UWest is pleased to welcome Dr. Ali Chavoshian for a special guest lecture titled “The Art of Listening: Application in the Clinical Setting, Pastoral Counseling, Spiritual direction, and Chaplaincy.” This free lecture will be held remotely on Zoom on Tuesday, April 26, 2022 at 7:00 PM Pacific Time. No registration required.
Attend on Zoom:
Meeting ID: 937 1719 1224
Passcode: 521071
Lecture Description:
Psychotherapy, a process-oriented psychotherapy in particular, is a complex process, and listening is an integral and fundamental part of it. In a wide range of psychotherapy, because each carries a distinct approach to treatments and symptom reduction, it is difficult to suggest any fixed idea of listening. Nevertheless, we can think of some principles that can be utilized so that the content becomes more fluent and meaningful. Within the art of listening, the listener can contain one’s own anxiety and not acting upon it. In this way, the therapeutic relationship can be humanized.
In this lecture I will present the fundamental principles of the art of listening: listening to the dynamics of the transference and countertransference with less preoccupation with theories; listening to the clinical material in hand as well as developmental and socio-cultural issues with the experience of here and now; listening in neutrality which results in preventing biases; listening to trauma in its pre-anxiety and post-anxiety containment; and more importantly listening not in universality, but in singularity, and avoiding generalization.

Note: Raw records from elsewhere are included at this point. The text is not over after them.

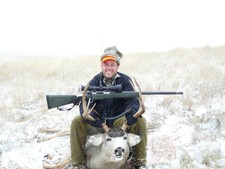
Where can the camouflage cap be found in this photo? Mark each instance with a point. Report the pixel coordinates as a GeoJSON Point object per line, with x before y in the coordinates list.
{"type": "Point", "coordinates": [114, 54]}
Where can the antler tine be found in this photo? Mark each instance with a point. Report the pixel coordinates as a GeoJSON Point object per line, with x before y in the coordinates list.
{"type": "Point", "coordinates": [141, 109]}
{"type": "Point", "coordinates": [86, 113]}
{"type": "Point", "coordinates": [124, 126]}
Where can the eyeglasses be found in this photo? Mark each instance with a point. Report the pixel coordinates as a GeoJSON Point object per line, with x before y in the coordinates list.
{"type": "Point", "coordinates": [110, 66]}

Further I will discuss how we can apply the art of listening in pastoral counseling, spiritual direction, and chaplaincy. A sample case of vignette, demonstrating the art of listening, will be provided.
About Dr. Ali Chavoshian:
Ali Chavoshian, Ph.D. is a clinical psychologist and research psychoanalyst, practicing in Berkeley, California. He is a faculty member of the San Francisco Lacanian School of Psychoanalysis. Also, he is a clinical faculty member at the Wright Institute in Berkeley, California, serving as a clinical supervisor for graduate students. He has served as the Academic Dean and Professor in the Graduate School of Psychology at the New College of California in San Francisco since 1990, also as the teaching faculty at the Sonoma State University and the City College of San Francisco. He has been a visiting professor at the Guilan School of Medicine, Department of Psychiatry, Rasht, Iran. His clinical research incudes the discussion of culture and society.